Морис
Шрифт:
XLV
Когда наступила суббота, он отправился в Саутгемптон — посмотреть, как отходит «Норманния».
Это было фантастическое решение, бесполезное, недостойное, рискованное, и у него не было ни малейших намерений ехать туда, когда он выходил из дому. Но когда он добрался до Лондона, голод, терзавший его по ночам, стал явственным и потребовал жертвы. Он забыл обо всем, кроме лица и тела Алека, и решился на крайние меры, чтобы увидеть их. Он не хотел ни говорить с любовником, ни слышать его голос, ни дотронуться до него, все это осталось в прошлом, — лишь возвратить его образ, прежде чем тот навсегда исчезнет. Бедный, несчастный Алек! Кто мог его обвинить, разве он сам поступил бы иначе? Но увы, несчастье затронуло их
Он ступил на корабль точно во сне и очнулся, чтобы испытать новое разочарование: Алека нигде не было видно, стюарды хлопотали и не сразу смогли проводить его к мистеру Скаддеру, несимпатичному мужчине средних лет, торговцу, хаму — брату Фреду. С ним был бородач постарше, вероятно, мясник из Осмингтона. Главной прелестью Алека являлся свежий цвет, что волнами бился об утес его волос. Фред лицом походил на брата, но был рыжеват и смахивал на лисицу, а, вместо ласкового загара, кожа его лоснилась. Фред был о себе весьма высокого мнения, как и Алек, но его самомнение относилось к тому сорту, что проистекает из коммерческих успехов и презирает физический труд. Ему не нравилось, что брата угораздило вырасти таким неотесанным, и он думал, что мистер Холл, о котором он впервые услышал, находится здесь по линии опеки. Это придало ему наглости.

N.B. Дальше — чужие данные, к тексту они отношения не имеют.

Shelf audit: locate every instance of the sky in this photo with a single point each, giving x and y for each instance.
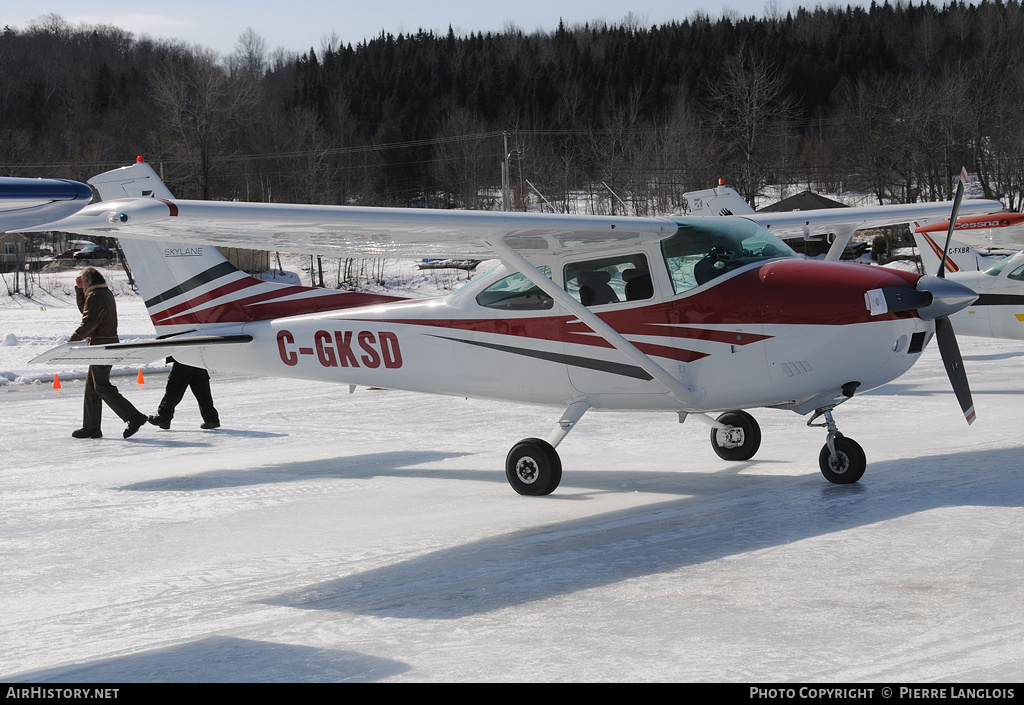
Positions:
(306, 23)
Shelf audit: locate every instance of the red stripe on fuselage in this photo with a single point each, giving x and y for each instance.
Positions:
(263, 305)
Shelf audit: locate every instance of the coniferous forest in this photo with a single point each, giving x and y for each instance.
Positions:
(889, 100)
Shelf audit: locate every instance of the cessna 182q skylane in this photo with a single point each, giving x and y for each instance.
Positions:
(684, 315)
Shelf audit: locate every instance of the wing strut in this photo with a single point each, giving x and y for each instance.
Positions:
(688, 396)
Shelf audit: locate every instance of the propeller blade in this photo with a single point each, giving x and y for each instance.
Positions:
(954, 367)
(961, 185)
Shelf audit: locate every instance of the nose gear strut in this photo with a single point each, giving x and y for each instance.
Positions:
(842, 460)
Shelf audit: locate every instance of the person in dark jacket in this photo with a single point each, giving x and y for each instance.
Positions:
(99, 326)
(182, 377)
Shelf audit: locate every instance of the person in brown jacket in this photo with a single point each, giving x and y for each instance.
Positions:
(99, 326)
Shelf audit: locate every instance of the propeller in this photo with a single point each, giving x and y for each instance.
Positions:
(944, 330)
(936, 298)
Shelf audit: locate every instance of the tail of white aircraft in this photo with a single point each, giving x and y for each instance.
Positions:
(195, 287)
(960, 257)
(720, 201)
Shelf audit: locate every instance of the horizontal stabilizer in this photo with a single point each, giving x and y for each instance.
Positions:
(138, 353)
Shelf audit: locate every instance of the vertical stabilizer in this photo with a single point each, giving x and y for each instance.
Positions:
(720, 201)
(960, 257)
(190, 287)
(137, 180)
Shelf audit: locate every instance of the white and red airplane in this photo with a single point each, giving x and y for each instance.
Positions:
(691, 316)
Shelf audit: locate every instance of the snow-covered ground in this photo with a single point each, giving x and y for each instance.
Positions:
(327, 536)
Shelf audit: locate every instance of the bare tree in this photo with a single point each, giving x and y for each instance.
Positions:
(751, 111)
(201, 105)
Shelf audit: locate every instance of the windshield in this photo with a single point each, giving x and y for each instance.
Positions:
(705, 248)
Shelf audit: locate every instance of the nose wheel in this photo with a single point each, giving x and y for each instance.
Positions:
(741, 438)
(842, 460)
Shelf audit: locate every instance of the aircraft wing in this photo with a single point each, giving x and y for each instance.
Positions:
(810, 223)
(139, 353)
(352, 231)
(29, 203)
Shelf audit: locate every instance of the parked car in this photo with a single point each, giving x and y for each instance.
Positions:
(95, 252)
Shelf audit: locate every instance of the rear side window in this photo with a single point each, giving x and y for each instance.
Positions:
(611, 280)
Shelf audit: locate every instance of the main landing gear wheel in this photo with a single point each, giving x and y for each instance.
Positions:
(740, 441)
(532, 467)
(849, 463)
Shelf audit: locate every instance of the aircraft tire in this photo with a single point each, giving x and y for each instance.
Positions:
(532, 467)
(742, 448)
(850, 463)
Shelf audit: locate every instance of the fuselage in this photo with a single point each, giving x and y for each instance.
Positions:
(740, 321)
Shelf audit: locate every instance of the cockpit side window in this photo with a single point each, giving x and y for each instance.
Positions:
(1017, 275)
(700, 251)
(515, 292)
(610, 280)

— Лекки пока нет на борту, но его вещи здесь, — сообщил он. — Хотите взглянуть на чемодан?
Отец сказал:
— Времени еще предостаточно, — и посмотрел на часы.
Мать добавила, почти не разжимая губ:
— Он не опоздает. Когда Лекки дает слово, он его держит.
Фред сказал:
— Пусть опаздывает, коли хочет. Я как-нибудь обойдусь и без него, но он пусть не рассчитывает впредь на мою помощь. Чего мне стоило устроить его отъезд…
«Да, место Алека здесь», — размышлял Морис — «Эти люди сделают его более счастливым, чем смогу сделать я». Он набил трубку табаком, который курил уже шесть лет, и наблюдал за угасанием этого романа. Алек не был ни героем, ни богом, он был человеком, тесно связанным с обществом, как и сам Морис. Человеком, для которого море, лесные чащи, свежий ветер и солнце не представляли никакого апофеоза. Не стоило им проводить ту ночь вдвоем в гостинице. Она породила надежды, оказавшиеся несбыточными. Им надо было расстаться сразу после рукопожатия под дождем.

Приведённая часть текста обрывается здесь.